Old times . . . good times.
“Spinelski, darling!” Madame said, trying to get outta her chair. She’d put on about twenty extra pounds since my last tumbling run.
“Madame,” I said with a little bow, bussin’ both her cheeks. “I don’t have much time, least of all not for gab. I need your help. Tell me, are the ventilation systems on both sides of the Prospekt still connected in that funny all-together, the-State-will-decide-when-you-need-to-be-warm kinda way?”
“Da,” she said. “The new government promised us everything new when they took over. We would have our own heat and air. But that was thirty years ago and we still smell the piroshki frying from the café next door.”

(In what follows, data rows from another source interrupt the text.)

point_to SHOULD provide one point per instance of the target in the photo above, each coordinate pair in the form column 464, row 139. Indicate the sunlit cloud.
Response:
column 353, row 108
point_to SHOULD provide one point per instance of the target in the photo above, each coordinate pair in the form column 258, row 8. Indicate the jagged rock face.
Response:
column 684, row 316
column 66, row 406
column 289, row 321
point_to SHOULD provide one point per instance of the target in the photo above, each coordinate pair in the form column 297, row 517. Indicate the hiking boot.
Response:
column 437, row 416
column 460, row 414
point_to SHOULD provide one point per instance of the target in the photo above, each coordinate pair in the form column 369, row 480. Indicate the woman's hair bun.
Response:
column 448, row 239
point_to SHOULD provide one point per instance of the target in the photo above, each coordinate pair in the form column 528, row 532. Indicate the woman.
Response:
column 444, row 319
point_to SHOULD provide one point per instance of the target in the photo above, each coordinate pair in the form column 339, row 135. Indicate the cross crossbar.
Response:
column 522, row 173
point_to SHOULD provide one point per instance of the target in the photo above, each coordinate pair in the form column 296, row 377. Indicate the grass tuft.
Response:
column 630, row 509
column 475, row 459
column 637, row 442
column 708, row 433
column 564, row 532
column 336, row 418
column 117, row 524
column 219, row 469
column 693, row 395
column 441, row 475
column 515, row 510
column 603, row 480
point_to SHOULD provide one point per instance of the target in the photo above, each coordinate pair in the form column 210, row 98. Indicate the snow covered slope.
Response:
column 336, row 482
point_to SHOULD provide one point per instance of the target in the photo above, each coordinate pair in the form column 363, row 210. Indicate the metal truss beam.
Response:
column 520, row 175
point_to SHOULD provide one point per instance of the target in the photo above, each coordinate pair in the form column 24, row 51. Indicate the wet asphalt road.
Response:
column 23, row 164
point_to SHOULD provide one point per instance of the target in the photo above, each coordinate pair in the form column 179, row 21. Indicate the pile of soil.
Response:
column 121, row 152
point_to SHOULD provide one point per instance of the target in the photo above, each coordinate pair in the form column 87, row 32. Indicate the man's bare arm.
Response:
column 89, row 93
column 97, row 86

“And when Club Prokofiev turns on its coolers ’round one AM ’cause everyone is sweatin’ to ‘Super Trooper,’ you guys still freeze over here?” I asked.
“I have had to cancel midnight practice, it gets so cold. In summertime, like now, is not so bad. But winter . . . it makes me cry,” she said.
“That’s all I needed to know. All right, I need a room where I can change. And I need your word there won’t be any flappin’ gums about why I’m here.”
“I still don’t know why you’re here,” she said. “Besides, Spinelski, I am an old woman . . . who would I tell?”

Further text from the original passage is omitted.